Aber als das Sternenkind sie sah, sagte es zu seinen Gefährten: »Seht, da sitzt ein schmutziges Bettelweib unter dem schönen, grünbelaubten Baum. Kommt, laßt uns sie forttreiben, denn sie ist häßlich und widerlich.«
Und es näherte sich ihr, warf mit Steinen nach ihr und verspottete sie. Sie aber sah es mit Schrecken in den Augen an und wandte keinen Blick von ihm. Als nun der Holzhauer, der in der Nähe auf einem Holzplatz Scheite spaltete, sah, was das Sternenkind tat, lief er herbei, schalt es und sprach zu ihm: »Wirklich, du bist hartherzig und kennst kein Mitleid. Was hat dir denn diese arme Frau zuleid getan, daß du sie so behandelst?«
Und das Sternenkind wurde rot vor Zorn, stampfte mit dem Fuß auf den Boden und sagte: »Wer bist du, daß du mich fragst, was ich tue? Ich bin nicht dein Sohn, daß ich dir gehorchen muß.«
»Das ist wahr,« sprach der Holzhauer. »Aber ich bin mitleidig gegen dich gewesen, als ich dich im Walde fand.«
Aber als die Frau diese Worte hörte, stieß sie einen lauten Schrei aus und fiel in Ohnmacht. Und der Holzhauer trug sie in sein Haus, und sein Weib mußte sich ihrer annehmen, und als sie aus der Ohnmacht, in die sie gefallen war, wieder erwachte, setzten sie Speise und Trank vor sie hin und baten sie, sich zu erquicken.
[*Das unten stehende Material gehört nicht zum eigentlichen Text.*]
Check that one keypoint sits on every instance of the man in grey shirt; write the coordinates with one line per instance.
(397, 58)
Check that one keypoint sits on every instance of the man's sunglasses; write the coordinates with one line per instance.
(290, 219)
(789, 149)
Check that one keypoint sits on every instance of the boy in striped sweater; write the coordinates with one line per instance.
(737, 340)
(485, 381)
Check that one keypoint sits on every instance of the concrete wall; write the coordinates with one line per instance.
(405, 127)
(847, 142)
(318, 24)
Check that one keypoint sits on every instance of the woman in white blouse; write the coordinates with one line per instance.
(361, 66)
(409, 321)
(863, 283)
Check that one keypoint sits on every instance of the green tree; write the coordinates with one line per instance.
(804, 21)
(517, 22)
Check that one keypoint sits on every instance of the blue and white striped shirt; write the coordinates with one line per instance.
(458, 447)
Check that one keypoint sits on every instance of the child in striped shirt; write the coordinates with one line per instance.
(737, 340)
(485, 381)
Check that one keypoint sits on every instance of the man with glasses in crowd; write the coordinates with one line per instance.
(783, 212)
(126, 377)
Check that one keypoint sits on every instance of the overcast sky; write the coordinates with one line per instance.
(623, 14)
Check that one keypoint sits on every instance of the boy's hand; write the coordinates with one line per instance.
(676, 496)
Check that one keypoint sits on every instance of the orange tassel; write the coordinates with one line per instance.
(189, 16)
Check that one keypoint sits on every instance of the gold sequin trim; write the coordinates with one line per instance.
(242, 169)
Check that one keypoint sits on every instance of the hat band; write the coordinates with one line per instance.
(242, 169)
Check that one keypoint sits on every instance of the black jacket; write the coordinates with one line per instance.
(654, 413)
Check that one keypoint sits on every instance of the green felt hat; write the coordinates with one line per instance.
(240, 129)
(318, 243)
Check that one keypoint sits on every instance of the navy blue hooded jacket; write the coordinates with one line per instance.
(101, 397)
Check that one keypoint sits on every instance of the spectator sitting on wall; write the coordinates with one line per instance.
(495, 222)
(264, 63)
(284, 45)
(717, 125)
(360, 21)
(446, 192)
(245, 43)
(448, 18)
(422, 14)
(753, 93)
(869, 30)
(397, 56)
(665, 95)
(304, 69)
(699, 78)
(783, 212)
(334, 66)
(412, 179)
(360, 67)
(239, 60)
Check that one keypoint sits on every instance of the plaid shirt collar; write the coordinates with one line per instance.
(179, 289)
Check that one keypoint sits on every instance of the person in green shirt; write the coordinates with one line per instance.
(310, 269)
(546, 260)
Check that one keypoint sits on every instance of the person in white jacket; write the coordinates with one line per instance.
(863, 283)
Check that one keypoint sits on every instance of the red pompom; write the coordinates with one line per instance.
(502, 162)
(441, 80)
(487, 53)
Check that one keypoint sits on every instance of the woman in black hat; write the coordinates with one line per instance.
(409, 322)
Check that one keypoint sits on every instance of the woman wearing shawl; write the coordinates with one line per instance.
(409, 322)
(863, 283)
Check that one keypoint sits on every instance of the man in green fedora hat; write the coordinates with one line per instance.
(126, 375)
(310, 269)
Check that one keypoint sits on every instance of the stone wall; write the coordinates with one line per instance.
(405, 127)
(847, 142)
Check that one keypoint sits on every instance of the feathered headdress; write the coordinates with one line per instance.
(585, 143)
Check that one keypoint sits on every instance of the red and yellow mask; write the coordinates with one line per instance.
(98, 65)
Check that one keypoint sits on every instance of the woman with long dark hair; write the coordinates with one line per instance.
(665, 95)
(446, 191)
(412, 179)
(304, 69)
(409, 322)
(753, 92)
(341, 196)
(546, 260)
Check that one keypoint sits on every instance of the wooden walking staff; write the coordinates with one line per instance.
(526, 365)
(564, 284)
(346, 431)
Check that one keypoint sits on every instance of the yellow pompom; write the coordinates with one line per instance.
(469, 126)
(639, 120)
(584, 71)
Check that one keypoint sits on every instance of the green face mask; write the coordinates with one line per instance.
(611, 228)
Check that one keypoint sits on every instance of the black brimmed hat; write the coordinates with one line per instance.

Aber sie wollte weder essen noch trinken, sondern sprach zu dem Holzhauer: »Sagtest du nicht, das Kind sei im Walde gefunden worden? Und geschah das nicht heute vor zehn Jahren?«
Und der Holzhauer antwortete: »Ja, ich habe es im Walde gefunden, und es werden heute zehn Jahre, daß es geschah.« »Und welche Zeichen fandest du an ihm?« rief sie. »Trug es nicht an seinem Hals eine Bernsteinkette? War es nicht eingehüllt in ein Tuch von gewebtem Gold, mit Sternen bestickt?«
»Gewiß,« antwortete der Holzhauer, »es war genau so, wie du gesagt hast.« Und er nahm das Tuch und die Bernsteinkette aus der Truhe, wo sie lagen, und zeigte sie der Frau.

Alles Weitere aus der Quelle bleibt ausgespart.